Lindsey and I had just finished in West Cemetery, which we toured with a group because that’s the only way you can visit West Cemetery. Our ticket also gained us entrance into the relatively newer East Cemetery (opened in 1856), where we could stroll the paths at our leisure, take shortcuts between the stones, and just in general choose our own adventure among the deceased.

Like the West Cemetery, the East Cemetery feels like a slow-motion war between vegetation and tombstones, with the tombstones losing. Some gravestones are just humps of ivy, with no stone visible. Heck, entire sections are that way. Their cemetery maps should come with machetes. I even saw vines seemingly frozen in the act of incrementally lifting stones and moving them. War is hell.


The East Cemetery doesn’t have the architecture of the West—no mausoleums or crypts or Neil Gaiman-inspiring gates—but it does kick the West’s ass when it comes to the graves of the famous.

This is where Karl Marx’s grave stands, the massive carving of his bushy head rising above the column reminding me of the last scene of The Muppet Movie, when the giant, hirsute head of Animal bursts through the top of a building. It’s this monument that drew me to this cemetery last millennium, back when I wasn’t into graveyards.

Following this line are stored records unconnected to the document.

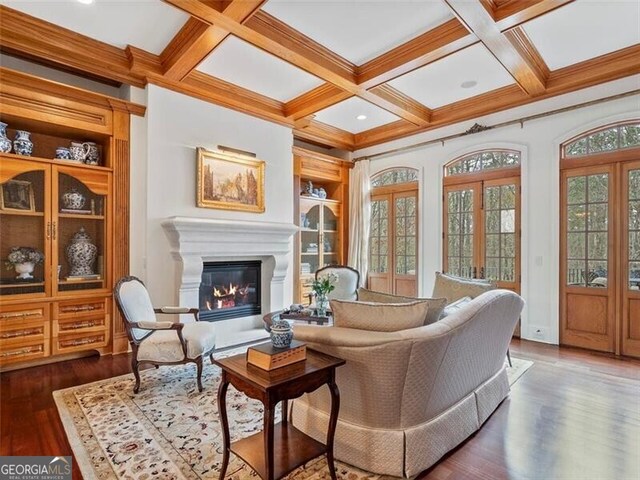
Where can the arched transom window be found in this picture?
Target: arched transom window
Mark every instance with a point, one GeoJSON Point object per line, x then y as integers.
{"type": "Point", "coordinates": [606, 139]}
{"type": "Point", "coordinates": [394, 176]}
{"type": "Point", "coordinates": [483, 160]}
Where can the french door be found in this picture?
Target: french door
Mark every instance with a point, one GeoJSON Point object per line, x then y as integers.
{"type": "Point", "coordinates": [600, 258]}
{"type": "Point", "coordinates": [393, 239]}
{"type": "Point", "coordinates": [482, 231]}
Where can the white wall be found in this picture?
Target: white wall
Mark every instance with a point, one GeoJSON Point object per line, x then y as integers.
{"type": "Point", "coordinates": [539, 142]}
{"type": "Point", "coordinates": [163, 175]}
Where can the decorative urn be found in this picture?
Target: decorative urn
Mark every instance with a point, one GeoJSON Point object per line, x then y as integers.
{"type": "Point", "coordinates": [81, 254]}
{"type": "Point", "coordinates": [5, 143]}
{"type": "Point", "coordinates": [22, 145]}
{"type": "Point", "coordinates": [281, 334]}
{"type": "Point", "coordinates": [73, 200]}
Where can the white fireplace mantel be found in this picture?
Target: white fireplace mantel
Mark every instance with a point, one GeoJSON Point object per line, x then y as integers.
{"type": "Point", "coordinates": [198, 240]}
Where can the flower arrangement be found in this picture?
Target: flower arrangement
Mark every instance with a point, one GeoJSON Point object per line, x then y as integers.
{"type": "Point", "coordinates": [19, 255]}
{"type": "Point", "coordinates": [324, 284]}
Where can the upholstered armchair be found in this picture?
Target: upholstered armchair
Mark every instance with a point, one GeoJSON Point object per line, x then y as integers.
{"type": "Point", "coordinates": [161, 342]}
{"type": "Point", "coordinates": [347, 284]}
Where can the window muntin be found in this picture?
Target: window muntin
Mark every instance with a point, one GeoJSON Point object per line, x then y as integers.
{"type": "Point", "coordinates": [394, 176]}
{"type": "Point", "coordinates": [605, 140]}
{"type": "Point", "coordinates": [481, 161]}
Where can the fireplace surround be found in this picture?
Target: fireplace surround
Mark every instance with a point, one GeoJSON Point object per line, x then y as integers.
{"type": "Point", "coordinates": [195, 241]}
{"type": "Point", "coordinates": [230, 290]}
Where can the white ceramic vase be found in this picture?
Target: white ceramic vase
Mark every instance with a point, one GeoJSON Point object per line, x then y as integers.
{"type": "Point", "coordinates": [24, 270]}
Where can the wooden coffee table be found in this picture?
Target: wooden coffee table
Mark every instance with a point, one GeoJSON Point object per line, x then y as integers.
{"type": "Point", "coordinates": [278, 449]}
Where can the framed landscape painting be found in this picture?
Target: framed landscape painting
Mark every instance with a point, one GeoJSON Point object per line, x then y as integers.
{"type": "Point", "coordinates": [230, 182]}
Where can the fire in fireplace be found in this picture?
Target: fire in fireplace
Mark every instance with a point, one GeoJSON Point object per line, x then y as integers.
{"type": "Point", "coordinates": [230, 290]}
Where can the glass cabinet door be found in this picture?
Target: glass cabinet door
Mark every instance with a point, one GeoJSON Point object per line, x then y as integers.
{"type": "Point", "coordinates": [81, 245]}
{"type": "Point", "coordinates": [310, 227]}
{"type": "Point", "coordinates": [330, 236]}
{"type": "Point", "coordinates": [24, 228]}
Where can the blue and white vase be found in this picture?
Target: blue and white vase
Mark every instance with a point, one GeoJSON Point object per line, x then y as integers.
{"type": "Point", "coordinates": [281, 334]}
{"type": "Point", "coordinates": [5, 143]}
{"type": "Point", "coordinates": [22, 145]}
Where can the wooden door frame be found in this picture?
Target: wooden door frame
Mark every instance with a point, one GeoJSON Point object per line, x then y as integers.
{"type": "Point", "coordinates": [511, 180]}
{"type": "Point", "coordinates": [628, 345]}
{"type": "Point", "coordinates": [565, 336]}
{"type": "Point", "coordinates": [389, 192]}
{"type": "Point", "coordinates": [476, 188]}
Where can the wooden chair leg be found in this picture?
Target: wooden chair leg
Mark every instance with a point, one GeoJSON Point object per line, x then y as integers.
{"type": "Point", "coordinates": [199, 367]}
{"type": "Point", "coordinates": [136, 373]}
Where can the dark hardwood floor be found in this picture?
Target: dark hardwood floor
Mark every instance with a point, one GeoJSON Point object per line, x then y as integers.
{"type": "Point", "coordinates": [574, 415]}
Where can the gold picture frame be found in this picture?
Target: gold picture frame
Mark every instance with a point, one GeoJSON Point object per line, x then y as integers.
{"type": "Point", "coordinates": [229, 181]}
{"type": "Point", "coordinates": [17, 196]}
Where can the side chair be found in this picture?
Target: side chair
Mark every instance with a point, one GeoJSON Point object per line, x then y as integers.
{"type": "Point", "coordinates": [157, 342]}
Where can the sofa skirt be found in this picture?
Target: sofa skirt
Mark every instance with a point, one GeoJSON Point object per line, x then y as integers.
{"type": "Point", "coordinates": [405, 452]}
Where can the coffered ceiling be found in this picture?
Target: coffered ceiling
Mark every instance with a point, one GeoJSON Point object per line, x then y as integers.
{"type": "Point", "coordinates": [346, 74]}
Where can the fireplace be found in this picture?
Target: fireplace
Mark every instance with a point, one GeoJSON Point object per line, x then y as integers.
{"type": "Point", "coordinates": [230, 290]}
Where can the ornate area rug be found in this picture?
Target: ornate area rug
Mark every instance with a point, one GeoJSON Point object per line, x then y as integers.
{"type": "Point", "coordinates": [169, 430]}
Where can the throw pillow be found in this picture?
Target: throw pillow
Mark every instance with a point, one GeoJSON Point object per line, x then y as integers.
{"type": "Point", "coordinates": [378, 317]}
{"type": "Point", "coordinates": [436, 305]}
{"type": "Point", "coordinates": [455, 306]}
{"type": "Point", "coordinates": [453, 288]}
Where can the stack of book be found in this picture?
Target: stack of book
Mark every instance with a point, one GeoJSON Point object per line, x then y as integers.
{"type": "Point", "coordinates": [267, 357]}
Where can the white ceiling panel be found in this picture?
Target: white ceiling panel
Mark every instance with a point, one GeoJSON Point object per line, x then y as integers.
{"type": "Point", "coordinates": [440, 83]}
{"type": "Point", "coordinates": [242, 64]}
{"type": "Point", "coordinates": [146, 24]}
{"type": "Point", "coordinates": [585, 29]}
{"type": "Point", "coordinates": [344, 115]}
{"type": "Point", "coordinates": [360, 30]}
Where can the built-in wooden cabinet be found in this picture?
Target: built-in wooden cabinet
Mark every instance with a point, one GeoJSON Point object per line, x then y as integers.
{"type": "Point", "coordinates": [323, 236]}
{"type": "Point", "coordinates": [60, 312]}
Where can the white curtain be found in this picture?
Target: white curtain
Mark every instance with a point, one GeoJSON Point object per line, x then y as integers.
{"type": "Point", "coordinates": [359, 218]}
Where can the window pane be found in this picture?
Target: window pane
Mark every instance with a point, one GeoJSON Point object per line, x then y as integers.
{"type": "Point", "coordinates": [598, 188]}
{"type": "Point", "coordinates": [597, 247]}
{"type": "Point", "coordinates": [576, 246]}
{"type": "Point", "coordinates": [492, 198]}
{"type": "Point", "coordinates": [575, 272]}
{"type": "Point", "coordinates": [598, 217]}
{"type": "Point", "coordinates": [492, 246]}
{"type": "Point", "coordinates": [486, 160]}
{"type": "Point", "coordinates": [576, 190]}
{"type": "Point", "coordinates": [576, 218]}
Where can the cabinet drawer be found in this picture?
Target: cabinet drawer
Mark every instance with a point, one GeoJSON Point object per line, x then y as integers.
{"type": "Point", "coordinates": [26, 350]}
{"type": "Point", "coordinates": [21, 313]}
{"type": "Point", "coordinates": [79, 342]}
{"type": "Point", "coordinates": [73, 309]}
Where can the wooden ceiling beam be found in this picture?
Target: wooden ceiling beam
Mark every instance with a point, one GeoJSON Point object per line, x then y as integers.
{"type": "Point", "coordinates": [315, 100]}
{"type": "Point", "coordinates": [35, 38]}
{"type": "Point", "coordinates": [273, 36]}
{"type": "Point", "coordinates": [479, 21]}
{"type": "Point", "coordinates": [197, 39]}
{"type": "Point", "coordinates": [400, 104]}
{"type": "Point", "coordinates": [433, 45]}
{"type": "Point", "coordinates": [517, 12]}
{"type": "Point", "coordinates": [603, 69]}
{"type": "Point", "coordinates": [328, 135]}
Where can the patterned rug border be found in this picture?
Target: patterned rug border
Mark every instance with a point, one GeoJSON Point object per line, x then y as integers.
{"type": "Point", "coordinates": [73, 428]}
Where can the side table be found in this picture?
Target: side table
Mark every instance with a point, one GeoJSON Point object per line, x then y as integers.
{"type": "Point", "coordinates": [278, 449]}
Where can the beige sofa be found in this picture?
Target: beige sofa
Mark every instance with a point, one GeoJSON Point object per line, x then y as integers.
{"type": "Point", "coordinates": [408, 397]}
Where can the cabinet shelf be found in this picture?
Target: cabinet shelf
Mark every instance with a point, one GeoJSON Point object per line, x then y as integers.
{"type": "Point", "coordinates": [22, 214]}
{"type": "Point", "coordinates": [81, 216]}
{"type": "Point", "coordinates": [54, 161]}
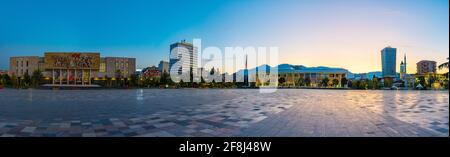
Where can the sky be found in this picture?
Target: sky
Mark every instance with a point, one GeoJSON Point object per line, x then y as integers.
{"type": "Point", "coordinates": [336, 33]}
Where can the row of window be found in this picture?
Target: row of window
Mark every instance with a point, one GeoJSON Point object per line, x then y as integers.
{"type": "Point", "coordinates": [21, 63]}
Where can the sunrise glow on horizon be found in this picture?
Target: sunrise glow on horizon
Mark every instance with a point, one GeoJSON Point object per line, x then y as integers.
{"type": "Point", "coordinates": [346, 34]}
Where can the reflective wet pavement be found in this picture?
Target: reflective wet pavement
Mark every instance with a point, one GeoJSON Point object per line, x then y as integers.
{"type": "Point", "coordinates": [222, 112]}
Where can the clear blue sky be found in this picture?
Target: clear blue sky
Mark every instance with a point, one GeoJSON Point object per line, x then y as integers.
{"type": "Point", "coordinates": [339, 33]}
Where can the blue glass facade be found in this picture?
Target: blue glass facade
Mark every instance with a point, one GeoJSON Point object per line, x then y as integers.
{"type": "Point", "coordinates": [388, 61]}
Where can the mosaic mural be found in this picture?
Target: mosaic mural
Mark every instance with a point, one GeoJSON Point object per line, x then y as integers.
{"type": "Point", "coordinates": [72, 60]}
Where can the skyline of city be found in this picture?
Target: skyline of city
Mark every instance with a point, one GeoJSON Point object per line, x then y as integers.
{"type": "Point", "coordinates": [346, 28]}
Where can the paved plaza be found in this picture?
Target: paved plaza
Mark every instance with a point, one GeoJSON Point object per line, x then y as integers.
{"type": "Point", "coordinates": [223, 112]}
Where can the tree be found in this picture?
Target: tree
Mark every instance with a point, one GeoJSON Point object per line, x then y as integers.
{"type": "Point", "coordinates": [444, 66]}
{"type": "Point", "coordinates": [421, 81]}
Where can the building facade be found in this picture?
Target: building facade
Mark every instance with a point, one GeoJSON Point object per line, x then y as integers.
{"type": "Point", "coordinates": [185, 54]}
{"type": "Point", "coordinates": [19, 66]}
{"type": "Point", "coordinates": [151, 72]}
{"type": "Point", "coordinates": [403, 68]}
{"type": "Point", "coordinates": [163, 67]}
{"type": "Point", "coordinates": [73, 68]}
{"type": "Point", "coordinates": [117, 67]}
{"type": "Point", "coordinates": [388, 62]}
{"type": "Point", "coordinates": [425, 67]}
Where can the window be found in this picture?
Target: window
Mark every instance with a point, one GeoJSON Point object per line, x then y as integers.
{"type": "Point", "coordinates": [102, 67]}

Karl hadn’t changed, didn’t have much to say, but I still think that cat’s crazy.


I’d be tempted to say that Highgate couldn’t improve as a cemetery, but since my last visit it had improved 42%. In 2001, about two years after my original visit, it became the final resting place of Douglas Adams, the author of The Hitchhiker’s Guide to the Galaxy.

I don’t know if I’ve ever gone deep about my adoration for Douglas Adams’s work here on OTIS, but I firmly believe there’s never been his equal. His Hitchhiker books paralyze me as both an author and a reader. I mean, how could I ever come even close to his ideas and ability to convey them? And how am I ever going to find it in other books? Nobody has ever hit profundity and absurdity so well. And in space, to boot.


Adams’s grave is simple. Just a plain rectangle slate bearing his name, years, and the designation “Writer.” A small receptacle at its base was full of pens and pencils left by fellow admirers as if they were begging him not to let something so trivial as death stop him from writing. There are certainly too few Douglas Adams books. Balanced atop the edge of the stone were the usual coins and stones people leave as evidence of their visits, but also perched atop the stone was a small dolphin figurine as a beautiful So Long and Thanks for all the Fish reference. And, although no towels were slung over his tombstone, I assume that happens as well. It’s not a usual practice of mine, but I surreptitiously clipped an ivy leaf from the plot to insert into my copy of Hitchhiker’s back home.

Beside Adams’s grave, where, you know, I’d want to be buried, was a triangular chunk of rough rock engraved with large letters. Style-wise, it looked like something that should be on exhibit in the British Museum. The letters gave the name of the interred as Eddie Steele Rosen, who lived a scant 18 years. Looking it up later, I fell down a complete Internet hole, learning the story behind this grave. Eddie was the son of a children’s author named Michael Rosen. The boy died overnight of meningitis, with no warning other than some soft flu-like symptoms. One night the son and father were talking and joking around, and the next morning, his father found him dead. The father would go on to write a book about the incident called Michael Rosen’s Sad Book. Goddamnit.


Anyway, Marx and Adams were the two graves I’d really wanted to see. Other famous interred on this half of Highgate are George Eliot, Michael Farraday, the guy who played the Supreme Being in Time Bandits, others. However, as I was wandering the paths and perusing the cemetery map, I discovered another grave for which I would have made a special trip. The grave of Carl Mayer, who co-wrote the script for the 1920 film The Cabinet of Dr. Caligari, one of the most important horror films ever made.


And it was that final discovery that probably pushed this cemetery the extra millimeter it needed to be my favorite so far on the entire planet. Really, its only downsides are the fact that West Cemetery is constrained to tour groups and that the East Cemetery is heavily trafficked as a tourist attraction, and so is often heavily trafficked. But, man, it more than makes up for those. Makes me really want to visit the other six cemeteries that make up London’s Magnificent Seven.

As Lindsey and I strolled along the paths, marveling at the densely thicketed plots, not wanting to leave and fully in the moment, I had a revelation. I’d been to hundreds of cemeteries since my first visit to Highgate, and every single one of them was just me chasing this cemetery.